Title: Gas chromatography for detection of citrus infestation by tephritid fruit flies

item Kendra, Paul
item RODA, AMY - Animal And Plant Health Inspection Service (APHIS)
item Montgomery, Wayne
item Schnell, Elena
item Niogret, Jerome
item Epsky, Nancy
item Heath, Robert

Submitted to: Meeting Abstract
Publication Type: Abstract Only
Publication Acceptance Date: 6/4/2010
Publication Date: 10/12/2010
Citation: Kendra, P.E., Roda, A.L., Montgomery, W.S., Schnell, E.Q., Niogret, J., Epsky, N.D., Heath, R.R. 2010. Gas chromatography for detection of citrus infestation by tephritid fruit flies.
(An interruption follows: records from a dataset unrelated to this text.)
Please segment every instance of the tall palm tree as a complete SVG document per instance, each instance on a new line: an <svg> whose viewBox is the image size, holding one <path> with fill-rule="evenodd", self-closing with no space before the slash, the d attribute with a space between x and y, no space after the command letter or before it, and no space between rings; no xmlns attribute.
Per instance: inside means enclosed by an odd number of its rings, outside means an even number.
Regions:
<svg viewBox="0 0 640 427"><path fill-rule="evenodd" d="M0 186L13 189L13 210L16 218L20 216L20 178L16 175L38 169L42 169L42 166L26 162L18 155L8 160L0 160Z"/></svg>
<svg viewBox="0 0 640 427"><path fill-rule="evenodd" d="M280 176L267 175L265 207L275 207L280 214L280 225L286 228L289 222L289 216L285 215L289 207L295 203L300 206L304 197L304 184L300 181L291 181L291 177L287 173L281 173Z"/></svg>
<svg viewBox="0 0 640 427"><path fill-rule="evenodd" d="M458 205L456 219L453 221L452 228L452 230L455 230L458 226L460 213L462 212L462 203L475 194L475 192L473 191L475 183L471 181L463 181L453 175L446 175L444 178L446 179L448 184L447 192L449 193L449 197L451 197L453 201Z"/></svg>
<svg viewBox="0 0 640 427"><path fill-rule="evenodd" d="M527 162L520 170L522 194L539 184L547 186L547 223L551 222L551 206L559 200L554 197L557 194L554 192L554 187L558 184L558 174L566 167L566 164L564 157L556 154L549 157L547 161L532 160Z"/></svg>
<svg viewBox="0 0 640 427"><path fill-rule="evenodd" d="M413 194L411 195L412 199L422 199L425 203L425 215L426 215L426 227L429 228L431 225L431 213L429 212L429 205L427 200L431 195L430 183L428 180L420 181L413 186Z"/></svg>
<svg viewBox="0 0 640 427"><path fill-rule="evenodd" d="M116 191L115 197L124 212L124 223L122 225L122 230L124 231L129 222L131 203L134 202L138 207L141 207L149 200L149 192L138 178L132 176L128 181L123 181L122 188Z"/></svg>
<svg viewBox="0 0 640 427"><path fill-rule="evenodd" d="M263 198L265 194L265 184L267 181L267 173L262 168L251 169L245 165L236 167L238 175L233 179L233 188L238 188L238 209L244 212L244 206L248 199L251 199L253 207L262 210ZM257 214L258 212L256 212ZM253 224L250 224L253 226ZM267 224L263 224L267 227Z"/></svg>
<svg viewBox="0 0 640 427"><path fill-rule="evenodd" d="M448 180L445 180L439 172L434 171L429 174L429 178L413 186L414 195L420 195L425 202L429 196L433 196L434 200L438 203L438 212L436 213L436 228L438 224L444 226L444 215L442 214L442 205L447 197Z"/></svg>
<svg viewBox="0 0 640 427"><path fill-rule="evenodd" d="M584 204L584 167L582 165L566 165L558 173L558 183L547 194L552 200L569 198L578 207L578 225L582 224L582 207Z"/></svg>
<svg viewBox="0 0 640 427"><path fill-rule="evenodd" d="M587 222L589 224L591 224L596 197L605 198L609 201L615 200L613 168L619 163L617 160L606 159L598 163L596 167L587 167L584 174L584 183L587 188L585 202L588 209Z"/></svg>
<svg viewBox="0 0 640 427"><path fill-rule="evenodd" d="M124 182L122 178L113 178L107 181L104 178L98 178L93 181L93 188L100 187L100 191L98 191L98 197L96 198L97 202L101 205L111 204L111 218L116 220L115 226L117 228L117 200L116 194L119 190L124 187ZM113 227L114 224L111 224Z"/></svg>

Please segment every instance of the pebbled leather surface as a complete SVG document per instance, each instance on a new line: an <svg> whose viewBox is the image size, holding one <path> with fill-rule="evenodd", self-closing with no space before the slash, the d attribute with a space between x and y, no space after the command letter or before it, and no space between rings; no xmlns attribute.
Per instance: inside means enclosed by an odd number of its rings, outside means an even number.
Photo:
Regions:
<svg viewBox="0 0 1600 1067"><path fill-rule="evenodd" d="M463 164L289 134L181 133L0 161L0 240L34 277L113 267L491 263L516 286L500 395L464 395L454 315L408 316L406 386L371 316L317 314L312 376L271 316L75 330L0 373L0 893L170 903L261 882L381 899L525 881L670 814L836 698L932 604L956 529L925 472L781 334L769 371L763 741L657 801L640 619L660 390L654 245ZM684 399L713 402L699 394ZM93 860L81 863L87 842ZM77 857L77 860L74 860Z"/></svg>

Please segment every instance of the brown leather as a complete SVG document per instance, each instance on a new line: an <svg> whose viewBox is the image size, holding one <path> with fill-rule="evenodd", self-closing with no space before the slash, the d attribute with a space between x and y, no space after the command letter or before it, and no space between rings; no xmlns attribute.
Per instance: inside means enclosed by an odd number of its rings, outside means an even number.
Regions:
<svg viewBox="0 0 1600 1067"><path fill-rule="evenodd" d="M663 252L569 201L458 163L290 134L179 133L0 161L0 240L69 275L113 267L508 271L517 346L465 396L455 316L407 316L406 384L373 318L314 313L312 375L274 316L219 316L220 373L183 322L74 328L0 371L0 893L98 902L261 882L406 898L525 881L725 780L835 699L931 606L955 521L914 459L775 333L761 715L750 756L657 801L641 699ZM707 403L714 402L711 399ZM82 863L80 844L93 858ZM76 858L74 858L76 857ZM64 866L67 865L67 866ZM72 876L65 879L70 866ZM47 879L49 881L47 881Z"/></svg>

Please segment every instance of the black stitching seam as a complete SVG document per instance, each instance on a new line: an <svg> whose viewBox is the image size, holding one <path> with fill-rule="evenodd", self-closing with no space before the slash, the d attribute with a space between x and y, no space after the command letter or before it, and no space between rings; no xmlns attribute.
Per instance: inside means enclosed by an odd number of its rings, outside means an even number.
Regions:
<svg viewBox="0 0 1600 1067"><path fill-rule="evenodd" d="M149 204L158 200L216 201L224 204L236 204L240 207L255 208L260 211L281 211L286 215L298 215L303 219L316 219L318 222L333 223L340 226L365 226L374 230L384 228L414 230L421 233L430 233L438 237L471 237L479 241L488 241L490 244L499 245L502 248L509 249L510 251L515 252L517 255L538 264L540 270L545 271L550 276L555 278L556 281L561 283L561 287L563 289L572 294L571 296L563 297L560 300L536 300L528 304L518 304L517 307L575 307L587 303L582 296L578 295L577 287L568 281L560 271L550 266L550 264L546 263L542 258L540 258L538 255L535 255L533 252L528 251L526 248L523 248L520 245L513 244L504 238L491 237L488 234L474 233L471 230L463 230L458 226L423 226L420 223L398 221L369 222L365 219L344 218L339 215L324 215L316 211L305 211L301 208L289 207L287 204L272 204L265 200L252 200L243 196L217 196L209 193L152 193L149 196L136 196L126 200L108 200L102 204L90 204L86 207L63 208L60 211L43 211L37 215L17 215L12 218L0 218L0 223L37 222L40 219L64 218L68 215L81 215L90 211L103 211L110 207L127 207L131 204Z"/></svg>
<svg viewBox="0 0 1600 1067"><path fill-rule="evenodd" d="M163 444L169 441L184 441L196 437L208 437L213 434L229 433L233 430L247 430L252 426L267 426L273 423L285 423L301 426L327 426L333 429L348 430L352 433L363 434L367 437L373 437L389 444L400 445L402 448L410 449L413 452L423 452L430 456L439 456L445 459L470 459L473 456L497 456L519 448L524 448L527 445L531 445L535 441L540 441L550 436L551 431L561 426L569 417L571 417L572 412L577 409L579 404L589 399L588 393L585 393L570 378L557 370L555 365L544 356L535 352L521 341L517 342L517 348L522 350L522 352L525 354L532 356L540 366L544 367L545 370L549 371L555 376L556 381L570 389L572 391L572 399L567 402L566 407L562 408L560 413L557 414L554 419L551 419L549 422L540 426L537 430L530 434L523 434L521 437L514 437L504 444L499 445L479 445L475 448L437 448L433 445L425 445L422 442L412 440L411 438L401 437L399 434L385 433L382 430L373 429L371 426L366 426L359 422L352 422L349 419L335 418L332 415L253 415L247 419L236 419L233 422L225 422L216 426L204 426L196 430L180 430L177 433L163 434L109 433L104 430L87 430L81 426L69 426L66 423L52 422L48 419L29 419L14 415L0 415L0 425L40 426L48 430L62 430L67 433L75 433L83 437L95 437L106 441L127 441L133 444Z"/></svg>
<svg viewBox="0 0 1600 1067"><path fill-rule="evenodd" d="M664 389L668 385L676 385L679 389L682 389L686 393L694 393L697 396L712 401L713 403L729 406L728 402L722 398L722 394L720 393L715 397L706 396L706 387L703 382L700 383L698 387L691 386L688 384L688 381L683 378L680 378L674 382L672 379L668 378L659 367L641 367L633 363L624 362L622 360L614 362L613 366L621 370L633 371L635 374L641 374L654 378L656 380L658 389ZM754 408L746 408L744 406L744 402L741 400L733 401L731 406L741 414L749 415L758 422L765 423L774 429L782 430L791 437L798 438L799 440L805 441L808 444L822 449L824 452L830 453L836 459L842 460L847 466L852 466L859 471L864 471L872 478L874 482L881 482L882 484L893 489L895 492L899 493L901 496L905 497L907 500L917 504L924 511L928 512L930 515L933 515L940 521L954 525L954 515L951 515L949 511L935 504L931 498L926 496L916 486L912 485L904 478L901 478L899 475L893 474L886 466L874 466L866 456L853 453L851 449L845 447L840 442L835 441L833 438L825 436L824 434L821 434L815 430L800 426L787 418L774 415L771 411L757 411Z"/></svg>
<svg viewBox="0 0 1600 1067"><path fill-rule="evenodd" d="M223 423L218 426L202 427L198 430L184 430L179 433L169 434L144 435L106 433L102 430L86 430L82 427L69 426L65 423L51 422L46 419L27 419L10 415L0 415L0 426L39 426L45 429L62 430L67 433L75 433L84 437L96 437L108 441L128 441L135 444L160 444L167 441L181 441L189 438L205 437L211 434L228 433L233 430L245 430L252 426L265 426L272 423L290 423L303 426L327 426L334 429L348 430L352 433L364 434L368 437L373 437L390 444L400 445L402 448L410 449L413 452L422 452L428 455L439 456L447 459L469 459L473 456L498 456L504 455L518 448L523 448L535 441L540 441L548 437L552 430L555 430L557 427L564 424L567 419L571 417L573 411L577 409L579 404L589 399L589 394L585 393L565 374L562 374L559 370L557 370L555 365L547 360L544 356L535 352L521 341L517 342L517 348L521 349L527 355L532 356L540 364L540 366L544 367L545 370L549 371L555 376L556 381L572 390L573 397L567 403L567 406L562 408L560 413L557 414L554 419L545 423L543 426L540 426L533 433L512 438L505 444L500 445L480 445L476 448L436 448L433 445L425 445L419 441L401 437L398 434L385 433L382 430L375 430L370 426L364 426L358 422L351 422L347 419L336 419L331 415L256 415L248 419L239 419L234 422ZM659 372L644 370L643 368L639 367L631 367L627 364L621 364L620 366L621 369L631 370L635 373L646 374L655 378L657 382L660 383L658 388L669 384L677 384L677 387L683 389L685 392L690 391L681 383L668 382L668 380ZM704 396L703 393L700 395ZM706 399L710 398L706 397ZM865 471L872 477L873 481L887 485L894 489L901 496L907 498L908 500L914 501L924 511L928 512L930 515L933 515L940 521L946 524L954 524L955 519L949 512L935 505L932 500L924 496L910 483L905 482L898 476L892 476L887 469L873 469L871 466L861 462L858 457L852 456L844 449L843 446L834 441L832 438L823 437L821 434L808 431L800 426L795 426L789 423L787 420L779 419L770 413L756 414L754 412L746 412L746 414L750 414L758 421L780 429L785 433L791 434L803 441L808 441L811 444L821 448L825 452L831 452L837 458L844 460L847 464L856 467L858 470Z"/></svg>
Meeting Abstract. Invited presentation, UF-CTA Potential Invasive Pests Workshop. Coconut Grove, FL., October 10-14, 2010.

Interpretive Summary: n

Technical Abstract: Tephritid fruit flies are serious economic pests worldwide. As larvae, they feed and develop within the pulp of host fruits, making infestation difficult to detect by visual inspection. At U.S. ports of entry, incoming produce shipments are checked for infestation by manually cutting open a small sample of fruit and searching for tephritid larvae. Consequently, there is a need for more sensitive, high-throughput screening methods. This study evaluated gas chromatography (GC) as a potential technology for improved detection of hidden infestation. Grapefruits (Citrus x paradisi Macfad.) infested with immature stages of the Caribbean fruit fly Anastrepha suspensa (Loew) (Diptera: Tephritidae) were examined to determine if infested fruit emitted a chemical profile distinct from that of non-infested fruit. Peaks identified by GC analysis were grouped into three classes. Chemicals detected in similar quantities in all samples, or slightly elevated in infested samples, were regarded as non-diagnostic background volatiles. Chemicals highly elevated after oviposition, during the last instar exit stage, and in experimentally-pierced fruit were interpreted to be indicators of citrus peel injury, and included D-limonene and ß-ocimene. Chemicals elevated exclusively in the larval stages were considered indicators of feeding damage and potentially diagnostic of infestation, and included hexyl butanoate and an unidentified compound. The peaks associated with injury and feeding were also detectable with a portable ultra-fast GC analyzer that required less than 80 sec per sample. Further studies will investigate the potential application of these results for development of a rapid, non-destructive screening method for detection of tephritid infestation.